Lastly, to create the bgzipped, sorted and tabixed bedfiles, as seen on the CCR browser run:
bash newbeds.sh
which will create the appropriately versioned bgzipped bedfiles in the corresponding results folders.
newccrs.sh
So to run the full autosomal model much as we did in the manuscript, we used the following command:
bash newccrs.sh -c -w -s -v newgnomAD10x.5 -d 10 -d 0.5 -x data/segmental.bed.gz -x data/self-chains.id90.bed.gz -q X -q Y -u
So the options for running newccrs.sh
are as follows:
- -v allows you to choose the name of the results folder you store the results in. This will be in the directory results inside of this folder. It can be a name, the date you ran it, whatever you like.
- -x allows you to pass files of choice (you don't have to pass any) to exclude regions from the genome when generating your model. We recommend excluding segmental duplications and self-chains of 90% sequence identity, as these regions are unreliable when short reads are used to call variants.
- -s tells the model to calculate synonymous variant density, which you may not want as the model takes a lot longer to do so. If you do this without the -c option for CpG, it will calculate a model based on coverage-scaled length and synonymous density instead of CpG content.

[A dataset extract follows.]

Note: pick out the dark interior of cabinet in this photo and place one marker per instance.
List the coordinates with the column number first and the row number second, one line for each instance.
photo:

- -u removes synonymous density from the model and just puts it as a field in the BED file. We did this for our model version, CpG content only.
- -c triggers CpG density input into the model. This is the version used in the manuscript. It will always be calculated.

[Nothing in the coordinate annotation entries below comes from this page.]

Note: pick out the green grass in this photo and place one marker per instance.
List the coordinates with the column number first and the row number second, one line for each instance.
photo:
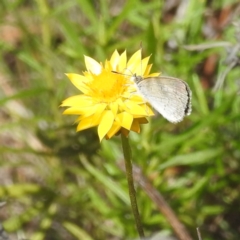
column 59, row 184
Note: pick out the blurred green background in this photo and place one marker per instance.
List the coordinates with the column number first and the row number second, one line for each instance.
column 59, row 184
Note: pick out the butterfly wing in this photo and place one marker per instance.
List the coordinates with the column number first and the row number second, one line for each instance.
column 171, row 97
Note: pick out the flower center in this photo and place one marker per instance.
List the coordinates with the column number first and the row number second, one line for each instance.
column 108, row 86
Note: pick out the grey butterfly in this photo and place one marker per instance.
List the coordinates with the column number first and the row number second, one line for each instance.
column 171, row 97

- -n will prevent singletons from being used in the model. If you do not believe in variants that occur only once in your VCF input file, this may be an option you are interested in.
- -f will use a FASTA file of your choice to calculate CpG density. The default is the GRCh37/hg19 FASTA downloaded from our s3 server by getfiles.sh.

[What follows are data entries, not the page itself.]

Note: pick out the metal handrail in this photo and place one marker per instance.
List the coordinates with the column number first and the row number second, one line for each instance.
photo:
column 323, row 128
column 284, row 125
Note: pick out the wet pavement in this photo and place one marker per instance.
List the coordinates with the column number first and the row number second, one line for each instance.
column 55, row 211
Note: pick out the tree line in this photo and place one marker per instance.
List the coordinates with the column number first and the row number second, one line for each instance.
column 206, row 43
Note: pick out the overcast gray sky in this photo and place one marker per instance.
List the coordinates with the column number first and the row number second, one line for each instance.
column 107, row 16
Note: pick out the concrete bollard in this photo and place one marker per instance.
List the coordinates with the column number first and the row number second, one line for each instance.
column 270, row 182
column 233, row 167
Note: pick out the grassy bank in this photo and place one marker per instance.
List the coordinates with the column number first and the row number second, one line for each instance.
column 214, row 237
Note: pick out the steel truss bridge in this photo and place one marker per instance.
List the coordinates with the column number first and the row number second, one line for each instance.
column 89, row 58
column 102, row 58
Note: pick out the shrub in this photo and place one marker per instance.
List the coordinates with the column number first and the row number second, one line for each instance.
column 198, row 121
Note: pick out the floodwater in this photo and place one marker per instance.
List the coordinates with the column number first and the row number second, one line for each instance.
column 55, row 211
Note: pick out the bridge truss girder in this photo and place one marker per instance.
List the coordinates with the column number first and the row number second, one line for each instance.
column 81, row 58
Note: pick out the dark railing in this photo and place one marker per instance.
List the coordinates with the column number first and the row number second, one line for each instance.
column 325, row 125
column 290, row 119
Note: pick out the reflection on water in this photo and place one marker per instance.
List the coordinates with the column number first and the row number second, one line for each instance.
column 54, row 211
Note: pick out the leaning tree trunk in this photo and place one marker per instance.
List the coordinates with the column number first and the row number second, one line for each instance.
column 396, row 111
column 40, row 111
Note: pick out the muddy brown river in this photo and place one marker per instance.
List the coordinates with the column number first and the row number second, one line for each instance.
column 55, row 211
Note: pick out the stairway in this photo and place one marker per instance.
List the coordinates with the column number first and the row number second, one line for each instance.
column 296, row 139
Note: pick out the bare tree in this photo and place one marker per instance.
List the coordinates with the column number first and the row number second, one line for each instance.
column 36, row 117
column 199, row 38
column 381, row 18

- -w is the version we used in the manuscript where variants are separate from CCRs. Variants are merged together if overlapping INDELs and treated as one large region of non-constraint. It may be you want to incorporate variants into the regions, but the code to do so is quite old. We recommend that you use this version.
- -d allows you to pass a coverage depth and a coverage cutoff into the model. As in the manuscript the default is 10x at 50%. So, 10 and 0.5. Separate inputs with spaces.
- -r allows you to only run the model on one chromosome or a couple if you like. We used this option to run CCRs just for the X chromosome quickly, as in the manuscript. Like -d, separate inputs with spaces.
- -q will let you exclude certain chromosomes from your analysis. The default is Y but as in the manuscript, we recommend using this to get autosomal CCRs and excluding X and Y. But if you want everything just run with a blank. Like -d, separate inputs with spaces.
About the model code
newccrs.sh
will run exac-regions.py
and resid-plot.py
(it also runs weightpercentile.py
) using the above. If you want more information on the inputs to those individual functions, just run the python scripts with -h to get the descriptions of all the inputs. You do not have to use regions.sh to run the model.
exac-regions.py
is the python code that generates the regions. It utilizes the functions in the script utils.py
to do so. The functions in utils.py
would need to be modified if you wanted to change the way regions are calculated. exac-regions.py
runs using parallel processing, so debugging may be difficult for those less experienced.
resid-plot.py
is the code to create the model and calculate synonymous density. Synonymous density calculation currently takes a very long time, so it may be in the interest of the user to forgo the calculation if iterating through several different model versions.
weightpercentile.py
calculates the length-scaled percentiles off of the far-less balanced ones generated by resid-plot.py
. It is highly recommened you use this script to create the final percentiles.